« L’ombre de la Girafe d’Eric Poindron, c’est son Age d’homme,vous savez, celui de Michel Leiris. Comme Eric Poindron est d’une exquise politesse dans la vie et dans ses livres, il fait semblant de sourire. Ou plus exactement,il sourit vraiment parce qu’il n’aime pas jouer de ses mélancolies de manière trop ostentatoire. Elles sont pourtant discrètement présentes dans ce portrait de l’artiste qui connaît le vrai goût du passage du temps. Les décennies s’égrènent dans une autobiographie fantasque à la recherche du père et du grand-père en Champagne. L’auteur se demande ce qu’il a bien pu faire des années d’une existence qui passent et repassent sous nos yeux, dans le désordre. Eric Poindron voudrait bien les collectionner, ces années, comme dans un cabinet de curiosités: et de vingt, et de trente, et de quarante, et de cinquante.
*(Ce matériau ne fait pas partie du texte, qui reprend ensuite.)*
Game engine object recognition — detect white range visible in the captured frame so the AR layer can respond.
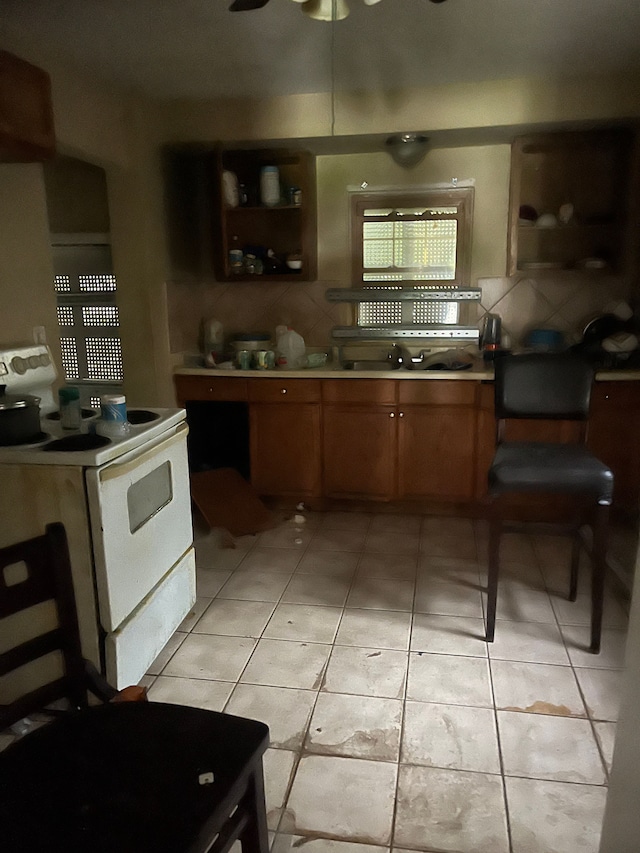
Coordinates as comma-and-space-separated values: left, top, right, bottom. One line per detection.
0, 345, 195, 689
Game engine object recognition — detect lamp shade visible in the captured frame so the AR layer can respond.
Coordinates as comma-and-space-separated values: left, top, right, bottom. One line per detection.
386, 133, 429, 169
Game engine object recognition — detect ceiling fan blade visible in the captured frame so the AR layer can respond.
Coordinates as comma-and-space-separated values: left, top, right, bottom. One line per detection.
229, 0, 269, 12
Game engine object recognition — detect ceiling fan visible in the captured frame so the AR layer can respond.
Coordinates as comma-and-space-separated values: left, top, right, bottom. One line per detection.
229, 0, 445, 12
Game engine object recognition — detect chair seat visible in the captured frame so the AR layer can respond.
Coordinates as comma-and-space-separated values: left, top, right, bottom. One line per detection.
489, 441, 613, 504
0, 702, 269, 853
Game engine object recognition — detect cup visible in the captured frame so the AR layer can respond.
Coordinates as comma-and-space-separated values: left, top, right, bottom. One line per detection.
236, 349, 251, 370
253, 349, 269, 370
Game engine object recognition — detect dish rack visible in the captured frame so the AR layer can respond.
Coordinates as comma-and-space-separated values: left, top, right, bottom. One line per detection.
325, 286, 482, 343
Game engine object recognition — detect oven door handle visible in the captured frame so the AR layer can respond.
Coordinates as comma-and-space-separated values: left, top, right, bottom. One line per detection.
98, 423, 189, 483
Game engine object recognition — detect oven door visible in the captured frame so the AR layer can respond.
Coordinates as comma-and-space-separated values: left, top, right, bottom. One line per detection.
86, 423, 193, 632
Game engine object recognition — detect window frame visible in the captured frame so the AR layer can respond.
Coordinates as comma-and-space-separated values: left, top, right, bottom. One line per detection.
350, 186, 475, 290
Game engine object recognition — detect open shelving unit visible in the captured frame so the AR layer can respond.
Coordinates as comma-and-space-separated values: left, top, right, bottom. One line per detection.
508, 128, 632, 275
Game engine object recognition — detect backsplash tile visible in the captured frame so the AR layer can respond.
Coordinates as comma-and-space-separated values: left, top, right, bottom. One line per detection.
166, 274, 632, 353
477, 275, 633, 346
166, 279, 350, 353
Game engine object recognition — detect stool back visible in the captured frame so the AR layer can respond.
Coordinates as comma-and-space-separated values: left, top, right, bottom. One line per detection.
495, 353, 593, 421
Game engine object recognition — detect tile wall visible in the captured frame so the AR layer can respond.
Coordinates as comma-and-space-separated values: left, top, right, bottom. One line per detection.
166, 275, 631, 360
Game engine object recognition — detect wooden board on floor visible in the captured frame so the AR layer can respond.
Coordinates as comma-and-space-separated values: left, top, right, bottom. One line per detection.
191, 468, 276, 536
Il nous les montre comme ça mais, évidemment, lui, il a la gorge serrée, l’air de rien. Prenez ce livre, si vous voulez comme un divertissement drôle, généreux, amical et érudit. Ce qu’il est, incontestablement. Pourtant, c’est surtout un homme qui se raconte, avec ses rêves et ses manières d’enchanteur qui sait varier ses métamorphoses, ses inquiétudes déguisées en chasse aux chimères.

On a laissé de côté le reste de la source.